Last month, I mentioned to a friend that I was going to re-read the novel Slaughterhouse-Five; I had read it in high school, but I wanted to re-read it as a mature adult. This prompted him to quote the saying that it's not youth that's wasted on the young, it's literature that's wasted on the young. (I did re-read the novel, which retains its power and interest after 50 years.)

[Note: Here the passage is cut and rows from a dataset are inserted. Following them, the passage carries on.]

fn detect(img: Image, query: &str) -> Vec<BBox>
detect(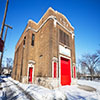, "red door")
[54,62,57,78]
[61,57,71,85]
[29,67,33,83]
[74,66,76,78]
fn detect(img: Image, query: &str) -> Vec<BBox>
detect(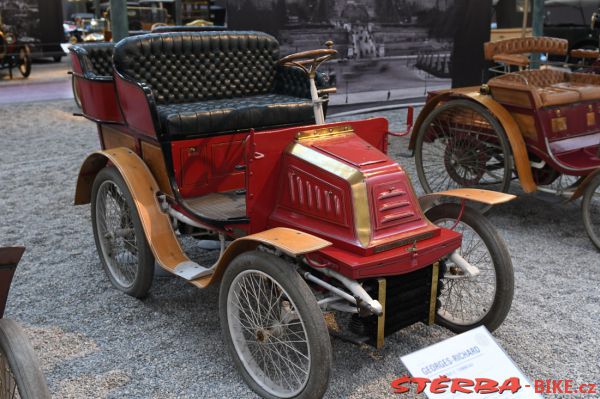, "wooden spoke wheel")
[219,251,331,398]
[91,167,154,298]
[415,100,513,193]
[426,204,514,333]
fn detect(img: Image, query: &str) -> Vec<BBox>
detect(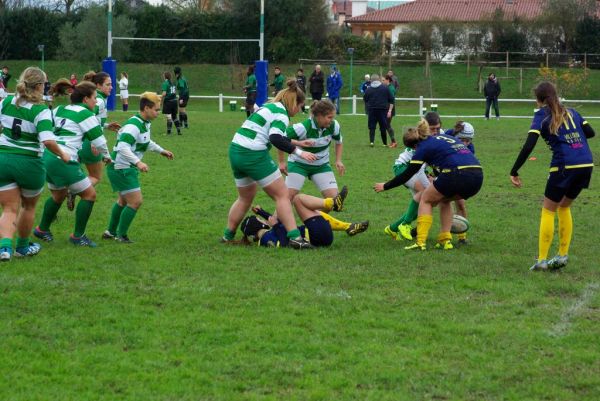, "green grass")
[0,106,600,401]
[8,60,600,99]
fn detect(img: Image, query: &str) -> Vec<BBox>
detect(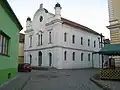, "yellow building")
[18,33,25,63]
[108,0,120,44]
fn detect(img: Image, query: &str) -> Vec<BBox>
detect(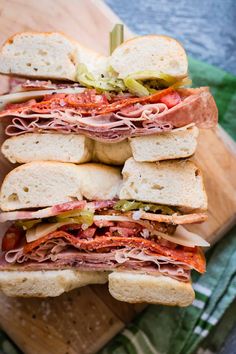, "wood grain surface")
[0,0,236,354]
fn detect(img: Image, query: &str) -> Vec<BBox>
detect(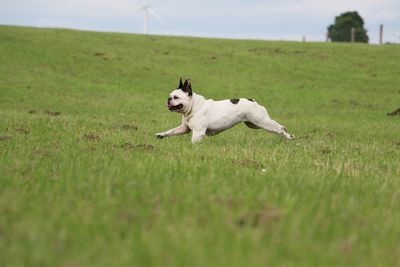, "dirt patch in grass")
[0,135,12,141]
[320,146,332,154]
[45,110,61,116]
[120,142,154,151]
[236,208,282,227]
[82,134,100,141]
[388,108,400,116]
[233,159,264,168]
[121,124,139,131]
[15,128,29,134]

But while doing some work to build a new course, I was looking at various texts on Fourier analysis, and on real analysis. This is mathematics I learned, or was supposed to have learned, when I was in college or graduate school. But undoubtedly my understanding was rather rough when I first learned these subjects. At one point last week, I was reading an online excerpt of a introductory (senior/first-year graduate) level real analysis text by Elias Stein. Stein was a leading analyst, and as I quickly realized, a lucid writer. I realized as I read the free excerpt of his text that I would certainly benefit, thirty-some years after completing graduate school, from studying again this level of mathematics. It occurred to me that perhaps mathematics can be wasted on the young, who are too inexperienced to really understand what's going on.

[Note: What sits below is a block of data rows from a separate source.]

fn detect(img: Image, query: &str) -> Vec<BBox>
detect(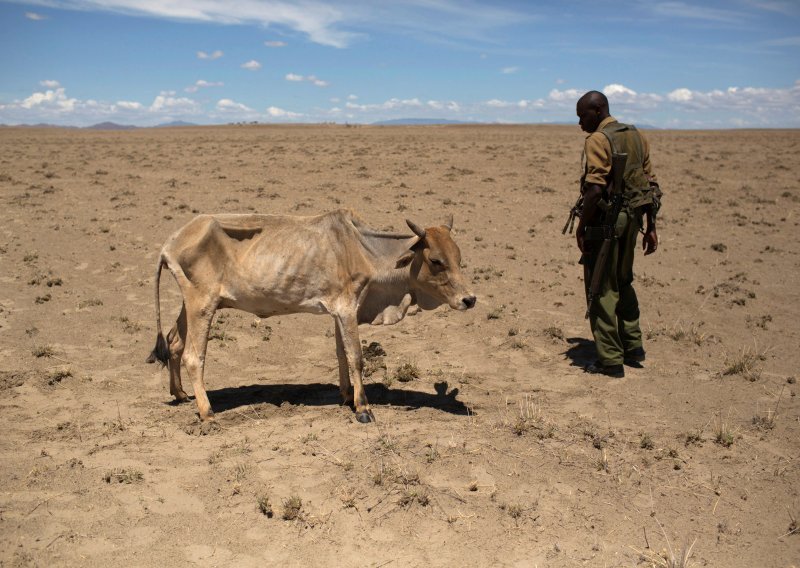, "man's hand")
[642,227,658,256]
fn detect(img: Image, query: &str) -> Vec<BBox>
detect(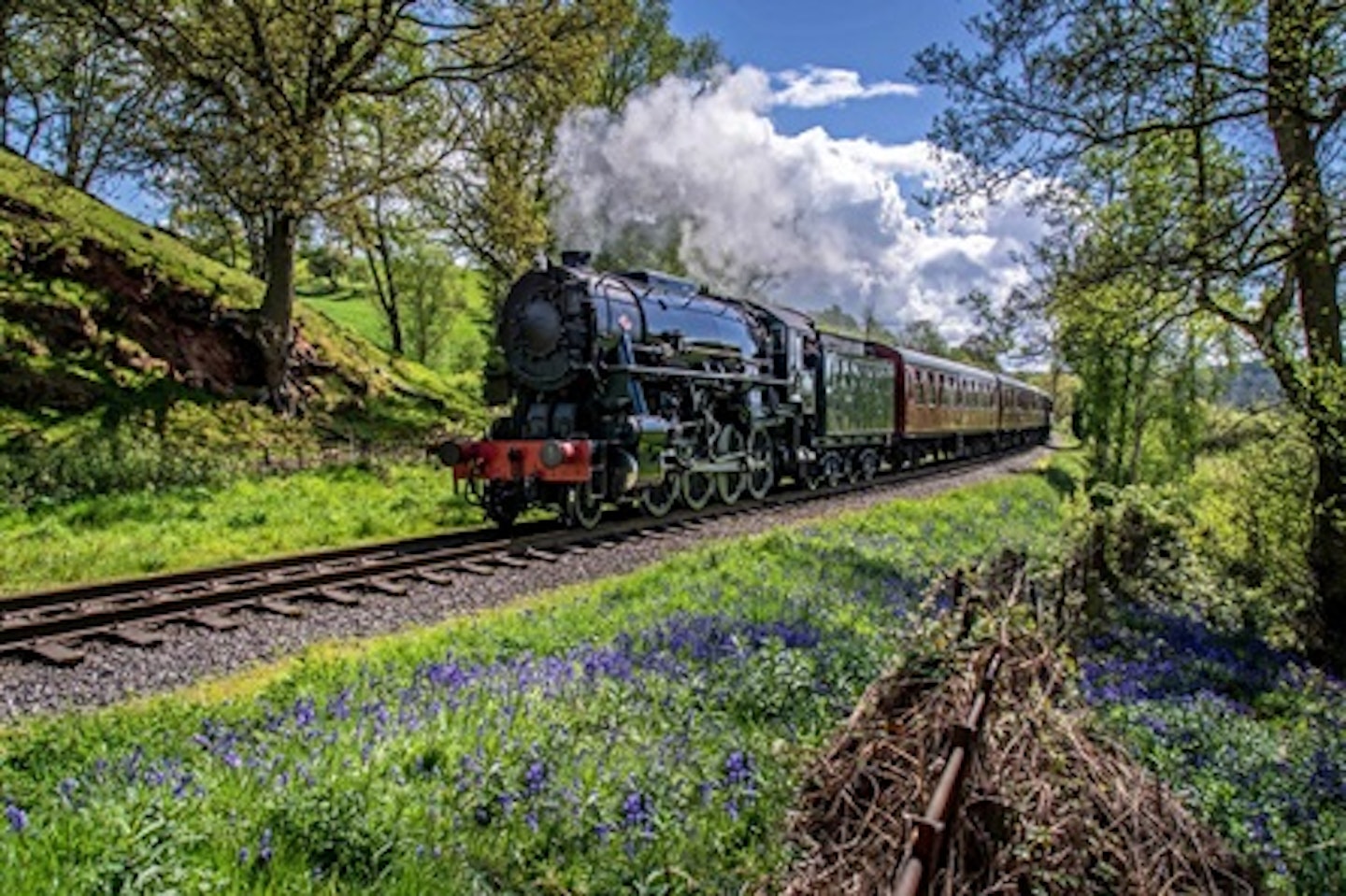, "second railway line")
[0,452,1039,717]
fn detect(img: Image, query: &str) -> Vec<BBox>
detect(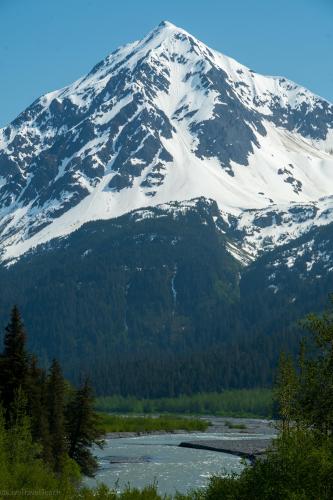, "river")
[87,419,274,494]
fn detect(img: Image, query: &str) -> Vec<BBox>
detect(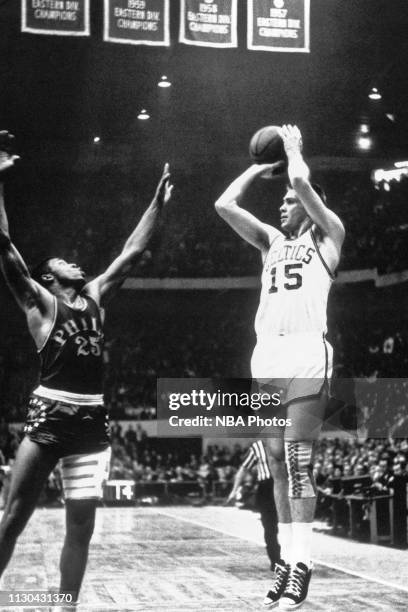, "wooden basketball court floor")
[1,506,408,612]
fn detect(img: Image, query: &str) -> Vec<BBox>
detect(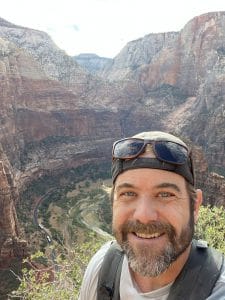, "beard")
[113,213,194,277]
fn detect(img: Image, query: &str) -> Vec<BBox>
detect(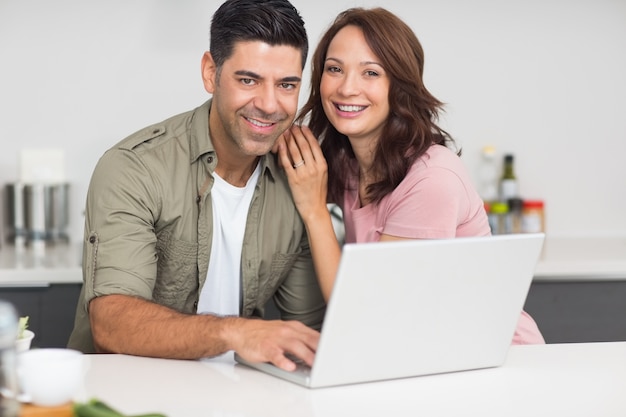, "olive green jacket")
[68,100,325,352]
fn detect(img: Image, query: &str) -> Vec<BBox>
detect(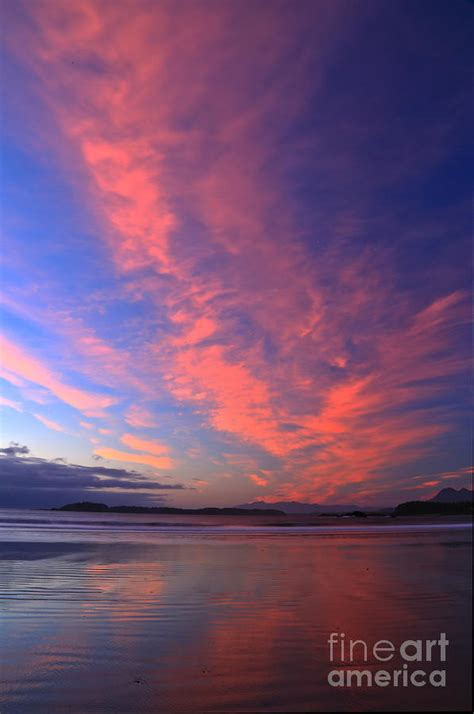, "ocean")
[0,510,472,714]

One lovely bit of mathematics in Stein's text in particular caught my attention: the definition of an outer measure in the theory of Lebesgue integration. This is as follows, for a set \(E\) in the real line: \[ m_*(E) = \inf \sum_{j=1}^\infty|I_j|,\] where the infimum is taken over all countable coverings of \(E\) by open intervals \(I_j\) (where \(|I_j|\) is the length of the interval \(I_j\)). Stein points out that this is different than the Jordan outer content defined by \[ J_*(E) = \inf \sum_{j=1}^n|I_j|,\] where the infimum is taken over all finite coverings of \(E\). I was surprised that that these would be different; that to make Lebesgue measure and integration work properly, it is necessary to to use countable covers. Stein refers to Exercise 14 in that chapter for an explanation: This exercise is to show that there is a countable set \(E\subset[0,1]\) such that \(m_*(E)=0\) but \(J_*(E)=1\). The exercise gives as a hint to show that \(J_*(E)=J_*(\overline{E})\), where \(\overline{E}\) is the closure of the set \(E\). The solution to the exercise is to let \(E=\mathbb Q\cap[0,1]\). Any cover of \(E\) by finitely many open intervals will cover all of \([0,1]\), forcing \(J_*(E)=1\). But if we enumerate \(E\) as \(\{r_1,r_2,r_3,\ldots\}\), we can cover \(E\) by a countable collection of open intervals of arbitrarily small total length: Let \(I_j=\big(-\epsilon/2^{j+1},\epsilon/2^{j+1}\big)\), so that \[\sum_{j=1}^\infty|I_j| = \sum_{j=1}^\infty \frac\epsilon{2^{j+1}}=\epsilon,\] forcing \(m_*(E)=0\).